Howdie people… it has been a long long time and I have so much to tell you. The house is fine… I have given myself this month to go with the flow… September onwards I will make a routine for myself to follow.

New job is fine… my boss is also new. I miss my old job.. I miss knowing everyone in all regions and the corporate office… I know everyone- from the CEO to the peons of every office and they know me. The old workplace was also more efficient. But the only reason I have switched is for Mumbai… and thats all that matters.

The Mumbai team has 3 ASMs (including me) and 1 Boss. I went for dinner and drinks with the other ASM who was handing over part of his territory to me. The conversation started fine… and then got personal… very personal… not on my part… on his part. He told me how is marriage is not working… started bitching about his wife and her family… how his daughter is the only reason he is with her. My mind started screaming; “Psycho”. I started getting restless…. looking at my watch. He got the hint.

Him: I can see you getting restless… I guess you want to get back home

Me: Yes… I have to call HD also… I will let you finish this drink… but I need to leave after that

I expected him to apologize the next day but it was like the conversation never happened. Thankfully, I have been shifted to another channel now where I will interact more with the other ASM who is happily married.

I never came across such stuff in the previous organization ‘coz I had friends like AB and DK to protect me. At parties, I stuck to them to avoid weridos. If they were not around I avoided the parties.

Anyways.. enough about work.

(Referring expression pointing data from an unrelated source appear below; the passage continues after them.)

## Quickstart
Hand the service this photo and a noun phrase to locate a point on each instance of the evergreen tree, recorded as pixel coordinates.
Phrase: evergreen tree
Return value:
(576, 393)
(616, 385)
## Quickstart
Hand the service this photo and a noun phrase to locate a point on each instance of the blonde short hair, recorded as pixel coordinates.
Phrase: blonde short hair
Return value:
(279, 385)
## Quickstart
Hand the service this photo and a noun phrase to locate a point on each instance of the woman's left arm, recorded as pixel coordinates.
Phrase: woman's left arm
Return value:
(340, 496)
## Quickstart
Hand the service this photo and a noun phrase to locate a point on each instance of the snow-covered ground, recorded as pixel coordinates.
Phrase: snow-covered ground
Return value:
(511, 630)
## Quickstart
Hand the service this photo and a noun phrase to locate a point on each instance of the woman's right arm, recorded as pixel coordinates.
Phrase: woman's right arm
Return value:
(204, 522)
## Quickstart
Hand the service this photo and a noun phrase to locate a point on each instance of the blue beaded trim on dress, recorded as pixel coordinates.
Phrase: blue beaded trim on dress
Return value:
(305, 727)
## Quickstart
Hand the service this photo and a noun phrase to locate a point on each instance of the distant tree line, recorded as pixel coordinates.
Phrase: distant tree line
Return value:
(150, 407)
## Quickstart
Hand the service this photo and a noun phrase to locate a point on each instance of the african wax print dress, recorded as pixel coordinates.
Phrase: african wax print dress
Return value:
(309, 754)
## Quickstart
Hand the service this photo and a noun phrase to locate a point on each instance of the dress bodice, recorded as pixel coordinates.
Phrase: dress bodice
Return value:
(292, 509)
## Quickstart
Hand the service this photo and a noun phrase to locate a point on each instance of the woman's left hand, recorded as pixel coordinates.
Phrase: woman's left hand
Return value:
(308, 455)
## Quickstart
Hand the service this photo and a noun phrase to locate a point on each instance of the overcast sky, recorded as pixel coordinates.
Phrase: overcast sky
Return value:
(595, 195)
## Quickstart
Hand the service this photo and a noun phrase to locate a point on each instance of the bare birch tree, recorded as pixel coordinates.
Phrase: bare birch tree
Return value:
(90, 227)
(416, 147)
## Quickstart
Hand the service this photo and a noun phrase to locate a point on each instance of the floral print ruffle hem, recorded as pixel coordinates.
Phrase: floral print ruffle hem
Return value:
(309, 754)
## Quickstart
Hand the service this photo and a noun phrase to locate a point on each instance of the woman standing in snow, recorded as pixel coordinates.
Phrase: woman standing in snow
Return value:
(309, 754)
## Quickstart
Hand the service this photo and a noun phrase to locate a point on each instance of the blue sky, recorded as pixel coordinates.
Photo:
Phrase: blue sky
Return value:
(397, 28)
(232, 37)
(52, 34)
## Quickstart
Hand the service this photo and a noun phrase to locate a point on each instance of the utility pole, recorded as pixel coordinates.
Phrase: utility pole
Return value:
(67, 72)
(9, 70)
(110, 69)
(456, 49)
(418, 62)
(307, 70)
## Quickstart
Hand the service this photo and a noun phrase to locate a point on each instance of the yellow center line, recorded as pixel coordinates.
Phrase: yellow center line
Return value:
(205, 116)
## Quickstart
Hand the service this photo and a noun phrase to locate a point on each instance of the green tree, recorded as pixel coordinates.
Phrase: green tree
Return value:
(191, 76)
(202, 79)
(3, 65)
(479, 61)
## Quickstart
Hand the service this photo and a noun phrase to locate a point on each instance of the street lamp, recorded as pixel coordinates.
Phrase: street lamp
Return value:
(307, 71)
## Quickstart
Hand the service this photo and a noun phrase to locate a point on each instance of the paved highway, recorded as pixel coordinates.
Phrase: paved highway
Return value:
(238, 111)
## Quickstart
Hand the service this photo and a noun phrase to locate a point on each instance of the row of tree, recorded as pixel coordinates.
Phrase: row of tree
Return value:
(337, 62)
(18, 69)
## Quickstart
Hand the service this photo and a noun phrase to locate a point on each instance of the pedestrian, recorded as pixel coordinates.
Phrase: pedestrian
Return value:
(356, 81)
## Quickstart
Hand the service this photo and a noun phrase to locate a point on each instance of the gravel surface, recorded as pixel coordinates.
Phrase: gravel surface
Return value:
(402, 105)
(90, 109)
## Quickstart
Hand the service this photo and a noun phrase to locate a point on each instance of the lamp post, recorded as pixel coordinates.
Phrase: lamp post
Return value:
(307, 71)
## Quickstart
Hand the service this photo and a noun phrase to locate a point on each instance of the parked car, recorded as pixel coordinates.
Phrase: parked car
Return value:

HD is not home this weekend… next weekend is my last with him before he moves to Hubli.

Sometimes I am happy… when I can connect the IPod to the new speakers and listen to loud music… when I can blog and chat with friends… when HD and I discuss the upcoming weekend… when I get the profile in the new company that I have wanted in my old company for a year… when I cook

Sometimes I am sad… when I think of the long distance relationship… when Rakhshabandhan passes away without a care… when I am driving back alone to an empty house… when I cannot blog… when I have to watch a movie alone

At other times… I can feel the loneliness catching up… My life has been so hectic with all the travelling that I have not made any friends ot even met acquantainces in Mumbai… I hope I don’t end up crying and drinking every night… But maybe that won’t happen…. I will take up a hobby or something… I need to check out the 2 gyms in the neighbourhood and decide on one. Jazz is another option… I don’t like giving up… I can swim and drive… jazz needs to be taken up again soon.

Thought for the day… human beings will adjust to anything… things might hurt in the beginning… for a few weeks or months or years but we always get used to it.